Un círculo de piedras, mágico y perfecto, se erguía solitario en mitad de un claro de aquel bosque primigenio, oscuro y frondoso; tachonado como una alfombra de árboles que nadie conocía y nunca ninguno de nosotros había contemplado; con troncos de un oscuro tan negro como el ojo de una galaxia, dantescas ramas como brazos de huracán y enormes copas de hojas color verde esmeralda.

Cuando llegó la medianoche, el momento señalado y esperado, el anciano alzó a la inmensidad su instrumento y comenzó a tocar música prohibida desde hacía milenios. El resto escuchábamos en respetuoso silencio; y a medida que la bella melodía tanto tiempo encarcelada recobraba su libertad y tomaba forma, cada uno comenzamos a agregar a su sonido nuevas e improvisadas notas, incorporando a la canción nuestra propia juventud y fortaleza, componiendo así una única e indivisible partitura infinita, vestida de miríadas de sensaciones indescriptibles.
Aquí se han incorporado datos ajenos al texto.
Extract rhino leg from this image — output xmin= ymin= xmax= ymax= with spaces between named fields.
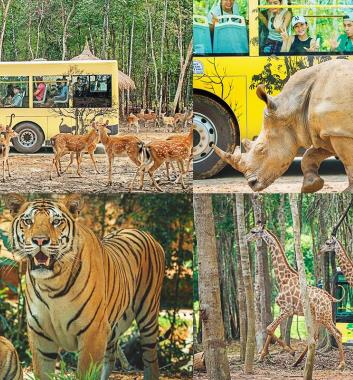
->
xmin=331 ymin=137 xmax=353 ymax=193
xmin=301 ymin=147 xmax=332 ymax=193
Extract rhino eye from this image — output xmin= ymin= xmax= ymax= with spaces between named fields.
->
xmin=22 ymin=218 xmax=33 ymax=226
xmin=53 ymin=218 xmax=62 ymax=227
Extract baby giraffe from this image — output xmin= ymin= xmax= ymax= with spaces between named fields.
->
xmin=318 ymin=236 xmax=353 ymax=287
xmin=247 ymin=226 xmax=345 ymax=369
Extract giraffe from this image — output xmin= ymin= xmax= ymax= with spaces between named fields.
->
xmin=247 ymin=226 xmax=345 ymax=369
xmin=318 ymin=236 xmax=353 ymax=287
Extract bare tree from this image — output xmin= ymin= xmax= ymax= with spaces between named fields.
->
xmin=236 ymin=194 xmax=255 ymax=373
xmin=194 ymin=194 xmax=230 ymax=380
xmin=0 ymin=0 xmax=12 ymax=61
xmin=289 ymin=194 xmax=315 ymax=380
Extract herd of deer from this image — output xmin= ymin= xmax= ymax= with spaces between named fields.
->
xmin=50 ymin=122 xmax=193 ymax=191
xmin=0 ymin=113 xmax=193 ymax=191
xmin=127 ymin=110 xmax=193 ymax=133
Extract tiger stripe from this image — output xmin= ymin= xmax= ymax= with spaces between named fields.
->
xmin=11 ymin=196 xmax=165 ymax=380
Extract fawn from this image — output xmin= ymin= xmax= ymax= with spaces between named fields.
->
xmin=174 ymin=110 xmax=193 ymax=131
xmin=127 ymin=113 xmax=140 ymax=133
xmin=98 ymin=123 xmax=143 ymax=186
xmin=161 ymin=112 xmax=175 ymax=132
xmin=50 ymin=122 xmax=99 ymax=179
xmin=0 ymin=126 xmax=17 ymax=182
xmin=130 ymin=130 xmax=192 ymax=191
xmin=166 ymin=125 xmax=194 ymax=177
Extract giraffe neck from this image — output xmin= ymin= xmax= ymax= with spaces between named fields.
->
xmin=335 ymin=241 xmax=353 ymax=286
xmin=263 ymin=231 xmax=298 ymax=286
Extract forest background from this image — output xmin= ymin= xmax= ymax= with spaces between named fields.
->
xmin=194 ymin=194 xmax=353 ymax=356
xmin=0 ymin=0 xmax=192 ymax=115
xmin=0 ymin=194 xmax=193 ymax=377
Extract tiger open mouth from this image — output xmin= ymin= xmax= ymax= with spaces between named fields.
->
xmin=29 ymin=251 xmax=55 ymax=270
Permanecimos con los ojos cerrados en todo momento, abriendo la mente y todos nuestros sentidos hacia esos cantos místicos que estaban naciendo aquella noche, cual Ave Fénix de sus cenizas. Podíamos saborear las notas, paladear el ritmo, oler el aroma de cada acorde; podíamos incluso escuchar el latido del silencio del bosque, de la noche llena de magia y espiritualidad, de la naturaleza en el vaivén de las ondas que reverberaba en el aire inmaculado. Todos nuestros sentidos y nuestros sentimientos y emociones ocultas se habían abierto a la pureza y navegaban ahora a lomos de la cresta de las olas de aquel océano de hermosas sinfonías, a la vez abstractas y armoniosas.